In verità ben altre contraddizioni albergano in questo popolo di monaci, dedito fin dall’antichità meno alla religiosità che allo sfruttamento dei contadini, in un approccio feudale sopravvissuto a tutt’oggi, dove a fronte di una esigua minoranza dedita alla speculazione mistica esiste una percentuale del 30 per cento di monaci rispetto alla popolazione tibetana che vive della propria condizione privilegiata e poco ammirevole. Formidabile, quindi, questo recente libro che è un racconto d’avventura sotto la veste di saggio magico, un modo nuovo d’analizzare momenti di storia e di socialità attraverso una narrazione personalissima, fascinosa, incantata, ma al contempo strettamente scientifica nelle sue conclusioni.
Incontriamo così lungo la storia del Tibet, le guerre assurde combattute dai monaci, le loro superstizioni, le violenze, la tortura “Ling chi” – la morte dei mille tagli (i tagli sono tutti piccoli, ma alla fine la persona muore) – decretata ai reciproci oppositori politici, le trame regali, i colpi di stato, gli intrighi, la spontanea sottomissione per secoli alla Mongolia e poi alla Cina pur di conservare il potere dei monasteri sulle popolazioni tibetane. E soprattutto il rifiuto di avvicinarsi a una modernità democratica.

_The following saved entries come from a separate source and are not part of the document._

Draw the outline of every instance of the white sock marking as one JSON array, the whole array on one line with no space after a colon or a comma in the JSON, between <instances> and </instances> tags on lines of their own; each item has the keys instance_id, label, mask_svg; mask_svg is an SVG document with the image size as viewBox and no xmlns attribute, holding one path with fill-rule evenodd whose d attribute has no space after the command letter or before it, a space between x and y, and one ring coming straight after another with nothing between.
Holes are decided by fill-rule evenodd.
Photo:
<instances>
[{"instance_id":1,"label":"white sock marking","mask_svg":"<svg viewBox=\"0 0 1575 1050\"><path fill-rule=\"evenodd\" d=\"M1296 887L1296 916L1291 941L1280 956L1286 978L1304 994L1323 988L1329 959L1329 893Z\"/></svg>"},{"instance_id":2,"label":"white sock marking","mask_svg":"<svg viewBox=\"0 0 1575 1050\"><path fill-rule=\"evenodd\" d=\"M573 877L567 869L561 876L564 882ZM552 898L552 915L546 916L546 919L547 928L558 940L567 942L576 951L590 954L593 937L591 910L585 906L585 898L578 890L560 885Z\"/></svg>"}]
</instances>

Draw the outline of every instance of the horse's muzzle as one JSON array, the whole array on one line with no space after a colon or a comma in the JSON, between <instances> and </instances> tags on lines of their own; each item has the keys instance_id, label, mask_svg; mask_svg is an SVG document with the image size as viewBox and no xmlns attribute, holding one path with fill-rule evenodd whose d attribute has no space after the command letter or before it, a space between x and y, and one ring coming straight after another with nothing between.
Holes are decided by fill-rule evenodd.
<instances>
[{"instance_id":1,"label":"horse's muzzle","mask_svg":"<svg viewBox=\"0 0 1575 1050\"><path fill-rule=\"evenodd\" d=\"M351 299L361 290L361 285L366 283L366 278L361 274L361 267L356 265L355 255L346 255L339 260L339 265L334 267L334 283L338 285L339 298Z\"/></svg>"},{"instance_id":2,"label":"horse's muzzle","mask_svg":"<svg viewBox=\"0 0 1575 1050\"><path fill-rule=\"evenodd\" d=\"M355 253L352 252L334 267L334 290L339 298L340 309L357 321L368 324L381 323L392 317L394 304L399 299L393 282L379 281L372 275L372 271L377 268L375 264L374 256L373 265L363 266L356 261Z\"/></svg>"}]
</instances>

Troppo spesso ostaggio dei miti che l’Occidente ha messo in vendita nei supermercati del nuovo materialismo spirituale, il Tibet viene descritto come un paradiso perduto. Un luogo popolato da saggi monaci non-violenti, vittime inermi di un “genocidio” da parte dei cinesi che sembrano incarnare tutto il male possibile. Secondo una visione opposta, fino agli anni Cinquanta era invece una specie di Stato canaglia, una teocrazia fanatica e integralista governata da leggi barbare e sorretta da un rigido sistema feudale di servitù della gleba. Ma i due punti di vista sono ugualmente fuorvianti, perché eludono la complessità delle vicende storiche che cinquant’anni fa hanno determinato l’esilio del Dalai Lama e la nascita della questione tibetana.
Il libro di Angelini racconta il Paese delle Nevi dai primi miti agli ultimi tragici avvenimenti, le radici del conflitto coi cinesi, così come la vera storia del Tibet. Un resoconto fuori dal coro – sorretto da un’impressionante documentazione – sulle vicende passate e le prospettive future di una cultura unica al mondo e di un popolo sull’orlo dell’estinzione.